Na zona transfronteiriça Concórdia, na Argentina, e Salto, Uruguai, às margens do rio Uruguai, as águas termais do aquífero são os mais importantes atrativos turísticos das cidades. O estudo abrangeu cerca de 500 km². Do ponto de vista do ambiente, o Sistema Aqüífero Guarani nesta região encontra-se bastante protegido da poluição antrópica por causa da espessa cobertura de basaltos, atingindo os 1000 metros. Porém, a região conta com outros problemas como a interferência entre poços próximos e o esfriamento da água, gerando problemas entre perfurações vizinhas a nível nacional e transfronteiriço.

Na também zona transfronteiriça Rivera, Uruguai, e Santana do Livramento, na fronteira oeste do Rio Grande do Sul, foram definidas ações para assegurar a qualidade da água muito utilizada para o consumo humano. Essa fronteira seca é representativa de zonas expostas à contaminação por águas residuais e resíduos sólidos dentro das zonas potenciais de recarga e descarga do Guarani.

Unidas pela água na Fronteira da Amizade
A fronteira é seca e boa parte do subsolo tem a mesma formação geológica. Ainda pairam dúvidas se o aquífero é transfronteiriço, mas os moradores de ambas cidades não estão muito preocupados com isso, porque sabem que a água que bebem é muito boa e o que importa mesmo é conservá-la assim.

Quase toda a população de Santana do Livramento e mais da metade da de Rivera consomem água do Guarani e não precisa cavar muito para encontrá-la.

Por estar exposto em zonas de afloramentos e apresentar níveis de água muito superficiais, em alguns casos surgentes, a vulnerabilidade do aqüífero à contaminação devido à falta de saneamento e a importância da água subterrânea para o abastecimento de uma população próxima aos 180 mil habitantes, são peculiaridades que explicam porque a região foi escolhida como um dos projetos pilotos.

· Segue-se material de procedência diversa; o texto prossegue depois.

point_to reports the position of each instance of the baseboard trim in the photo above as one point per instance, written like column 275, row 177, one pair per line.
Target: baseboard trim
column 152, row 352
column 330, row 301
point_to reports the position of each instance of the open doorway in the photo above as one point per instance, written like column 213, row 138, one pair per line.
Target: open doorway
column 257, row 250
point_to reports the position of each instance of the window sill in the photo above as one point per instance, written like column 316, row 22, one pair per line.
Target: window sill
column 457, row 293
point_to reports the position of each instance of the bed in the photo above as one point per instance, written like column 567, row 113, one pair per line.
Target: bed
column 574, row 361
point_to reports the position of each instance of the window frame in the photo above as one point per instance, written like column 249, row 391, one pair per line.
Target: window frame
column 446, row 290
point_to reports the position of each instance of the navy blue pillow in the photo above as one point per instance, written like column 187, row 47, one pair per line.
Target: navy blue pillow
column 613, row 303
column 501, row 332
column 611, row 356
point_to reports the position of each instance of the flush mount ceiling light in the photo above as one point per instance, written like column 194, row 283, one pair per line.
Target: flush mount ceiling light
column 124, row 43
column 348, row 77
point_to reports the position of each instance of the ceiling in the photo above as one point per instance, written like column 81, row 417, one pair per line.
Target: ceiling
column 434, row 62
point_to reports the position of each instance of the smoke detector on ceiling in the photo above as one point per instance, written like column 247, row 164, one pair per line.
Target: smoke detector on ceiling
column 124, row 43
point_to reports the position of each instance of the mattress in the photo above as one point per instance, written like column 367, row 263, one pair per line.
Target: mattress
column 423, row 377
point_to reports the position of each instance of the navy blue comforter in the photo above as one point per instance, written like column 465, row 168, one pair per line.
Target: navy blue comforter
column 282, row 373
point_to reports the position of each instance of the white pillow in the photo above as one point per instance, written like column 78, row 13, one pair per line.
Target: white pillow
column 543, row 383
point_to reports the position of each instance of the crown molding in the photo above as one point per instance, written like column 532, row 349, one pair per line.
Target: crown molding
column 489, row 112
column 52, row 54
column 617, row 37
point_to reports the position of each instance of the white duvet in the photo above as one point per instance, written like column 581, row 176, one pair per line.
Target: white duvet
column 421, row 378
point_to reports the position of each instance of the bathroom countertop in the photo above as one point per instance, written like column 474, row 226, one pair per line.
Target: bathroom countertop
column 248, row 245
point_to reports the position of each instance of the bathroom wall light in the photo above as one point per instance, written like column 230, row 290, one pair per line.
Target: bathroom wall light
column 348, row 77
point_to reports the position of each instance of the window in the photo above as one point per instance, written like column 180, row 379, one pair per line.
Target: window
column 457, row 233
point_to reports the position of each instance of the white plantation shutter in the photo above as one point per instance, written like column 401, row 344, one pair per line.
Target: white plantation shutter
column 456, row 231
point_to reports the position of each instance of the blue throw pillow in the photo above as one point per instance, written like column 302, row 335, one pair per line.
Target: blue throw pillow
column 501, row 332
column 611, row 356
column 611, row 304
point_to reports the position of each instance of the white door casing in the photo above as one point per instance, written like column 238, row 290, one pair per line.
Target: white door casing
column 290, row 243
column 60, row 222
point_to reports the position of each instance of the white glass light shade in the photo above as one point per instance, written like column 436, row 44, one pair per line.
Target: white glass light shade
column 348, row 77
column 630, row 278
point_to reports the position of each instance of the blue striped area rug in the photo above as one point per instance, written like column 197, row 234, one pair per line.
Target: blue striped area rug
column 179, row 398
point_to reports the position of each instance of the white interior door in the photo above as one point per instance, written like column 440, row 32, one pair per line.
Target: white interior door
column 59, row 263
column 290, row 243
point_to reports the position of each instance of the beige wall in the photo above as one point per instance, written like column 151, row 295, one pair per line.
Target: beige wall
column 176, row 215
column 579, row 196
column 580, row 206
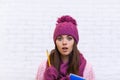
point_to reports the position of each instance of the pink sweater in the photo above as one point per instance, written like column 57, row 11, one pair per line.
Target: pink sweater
column 88, row 73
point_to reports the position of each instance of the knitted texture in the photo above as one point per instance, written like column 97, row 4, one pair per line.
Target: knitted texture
column 66, row 25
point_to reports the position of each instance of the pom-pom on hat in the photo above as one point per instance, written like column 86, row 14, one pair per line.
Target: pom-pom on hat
column 66, row 25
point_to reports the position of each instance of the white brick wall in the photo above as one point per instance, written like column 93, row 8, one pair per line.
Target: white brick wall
column 26, row 30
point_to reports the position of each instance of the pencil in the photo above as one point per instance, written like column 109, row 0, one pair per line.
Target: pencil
column 48, row 58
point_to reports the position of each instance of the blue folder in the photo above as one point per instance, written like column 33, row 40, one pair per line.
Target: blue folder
column 76, row 77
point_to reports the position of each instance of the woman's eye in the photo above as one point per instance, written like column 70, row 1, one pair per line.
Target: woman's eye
column 69, row 38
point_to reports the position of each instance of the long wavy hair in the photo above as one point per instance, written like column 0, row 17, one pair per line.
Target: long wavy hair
column 74, row 60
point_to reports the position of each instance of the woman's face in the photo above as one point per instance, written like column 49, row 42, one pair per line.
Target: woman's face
column 65, row 44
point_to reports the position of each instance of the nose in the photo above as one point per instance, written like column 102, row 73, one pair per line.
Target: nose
column 64, row 42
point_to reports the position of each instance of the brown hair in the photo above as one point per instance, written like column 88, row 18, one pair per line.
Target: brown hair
column 73, row 64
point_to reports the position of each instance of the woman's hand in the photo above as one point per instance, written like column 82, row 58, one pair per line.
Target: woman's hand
column 50, row 73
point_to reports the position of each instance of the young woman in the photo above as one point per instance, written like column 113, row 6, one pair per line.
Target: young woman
column 65, row 58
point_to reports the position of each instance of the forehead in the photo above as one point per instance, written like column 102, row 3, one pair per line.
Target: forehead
column 65, row 36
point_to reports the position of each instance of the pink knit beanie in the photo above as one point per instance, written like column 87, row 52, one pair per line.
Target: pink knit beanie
column 66, row 25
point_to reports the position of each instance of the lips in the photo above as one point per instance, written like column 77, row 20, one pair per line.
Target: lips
column 64, row 49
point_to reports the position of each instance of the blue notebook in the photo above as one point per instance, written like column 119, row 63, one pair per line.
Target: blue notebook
column 76, row 77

Mas também existem dezenas de empresas se utilizando do manancial, como os postos de combustíveis para lavagem de carros e as atividades econômicas baseadas na produção primária, como a criação de gado ovino e bovino, a lã, o couro, o cultivo da uva, milho, soja, arroz e as plantações de espécies exóticas, praticadas principalmente do lado uruguaio.

Para assessorar o trabalho dos pesquisadores foi organizada uma Comissão Local Transfronteiriça (Cotragua), composta por secretarias municipais -Departamento de Água e Esgoto (DAE) e OSE (Obras Sanitárias del Estado)-, universidades e ONG`s da região. A sede foi instalada num antigo cassino de Rivera, na rua central que divide os países.

Também foi escolhido um coordenador do projeto piloto, chamado de facilitador por gerenciar as diversas pesquisas realizadas numa área aproximada de 750 Km². Foram levantadas amostragens nos municípios de Rosário do Sul, São Pedro do Sul, São Vicente, Uruguaiana, São Luiz Gonzaga, Alegrete, Frederico Westphalen, Candelária, Itaqui, Dois Irmãos, Santa Maria, Três Coroas, Igrejinha, Montenegro, Ivorá, Encantado, Feliz e São Francisco de Assis.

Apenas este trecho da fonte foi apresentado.